La plupart des évènements ne sont pas accessibles. Je pourrais choisir de n’intervenir que dans les évènements accessibles… Mais comme la plupart des évènements ont déjà pas des sièges où je peux m’asseoir, je risque de plus pouvoir faire beaucoup de conférences. Donc à moi de trouver une solution. C’est pas forcément juste, oui ça devrait être de la responsabilité de l’évènement, mais je peux pas dire que je suis pro-inclusion et alliée des personnes avec handicap différents des miens si j’ignore le fait que, dans certains contextes, mes conférentes sont exluantes d’une partie du public.
J’ai mis un peu de temps à trouver la solution parce que vraiment les slides avec du contenu je pense que ça ne va pas avec la façon dont j’écris mes conférences. Alors j’ai décidé que j’allais écrire des transcripts de mes conférences et les mettre à disposition au début de la session pour les personnes qui pourraient avoir besoin d’un contexte écrit pour mieux suivre. Ça me semble une bonne solution qui devrait régler une grosse partie des problèmes qui m’ont été rapportés.

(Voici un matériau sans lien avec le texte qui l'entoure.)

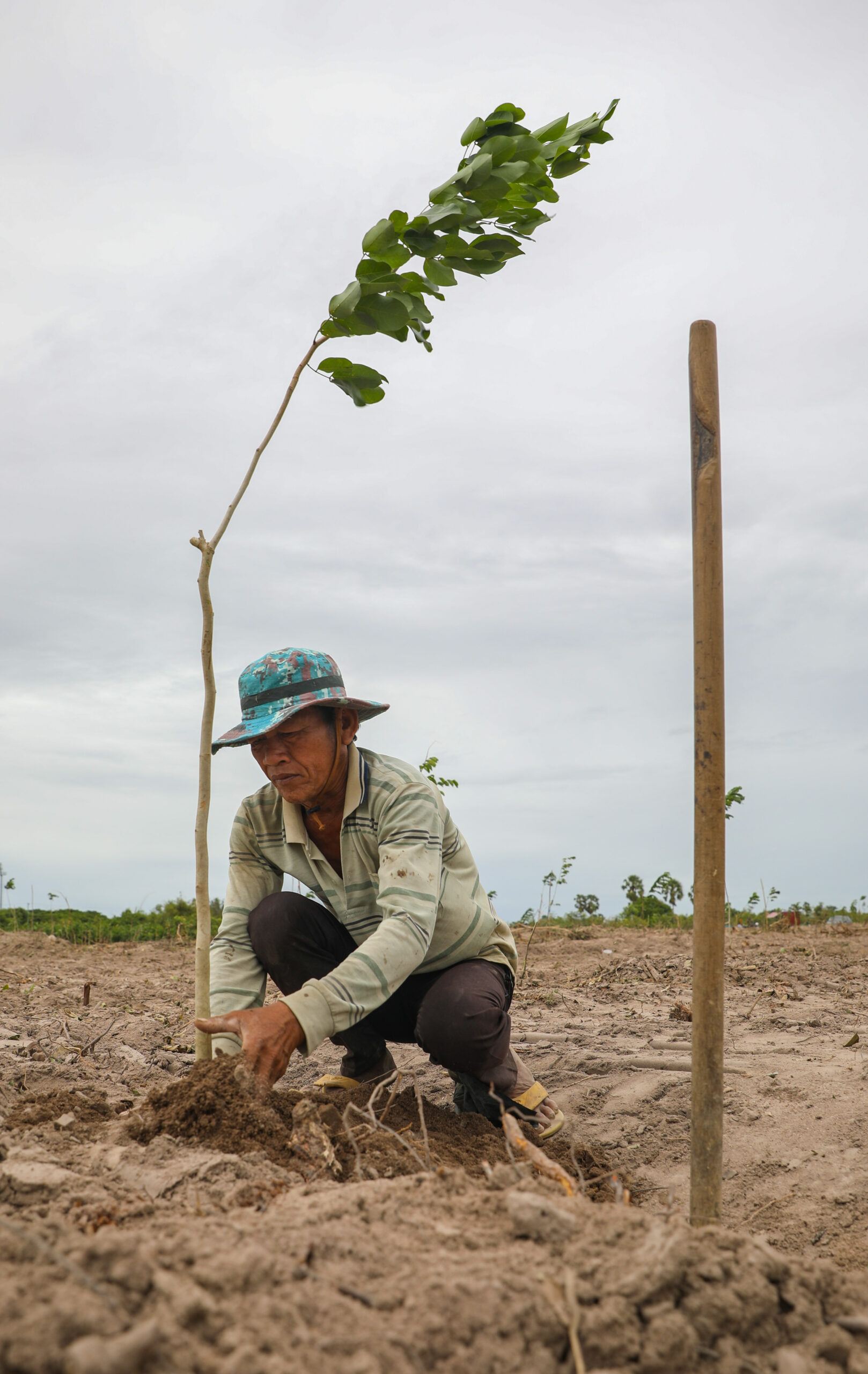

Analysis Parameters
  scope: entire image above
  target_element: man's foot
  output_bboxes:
[510,1050,563,1138]
[313,1050,397,1091]
[347,1050,397,1083]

Ça va me prendre encore plus de temps de préparer mes conférences mais je pense que ça vaut vraiment le coup d’avoir une petite apparté accessibilité au début de chacune de mes interventions avec l’accès au transcript et l’invitation à me faire des retours si je peux améliorer l’accessibilité de mes conférences.
C’est important pour moi d’essayer d’être la plus constructive possible. Cette fois-ci ça n’a pas été simple parce que mes biais et ceux de la personne en face se sont téléscopés et on aurait pu être dans une situation où j’aurais pu décider que la personne ne “méritait” pas que je fasse des efforts vu qu’elle ne semblait pas capable d’empathie à mon égard. Mais la réalité c’est que, si on enlève le validisme qui se trouvait dans une partie de son feedback, le fond était tout à fait légitime. En l’état mes conférences n’étaient pas accessibles, elles discriminaient une partie du public, mes propres biais validistes faisaient que je ne m’en était pas rendue compte et il était temps que ça change.
Bien que ça n’ait pas été très agréable au début, je suis hyper contente d’avoir eu cet échange. Il m’a permis d’améliorer mes pratiques et a été une très bonne piqûre de rappel de quelque chose que pourtant je répète moi-même souvent : déconstruire ses biais est un travail constant, être inclusive ou inclusif c’est un cheminement long et plein d’obstacles, ça n’a rien de simple ni d’évident. Mais si on communique nos besoins, petit à petit, on peut construire quelque chose.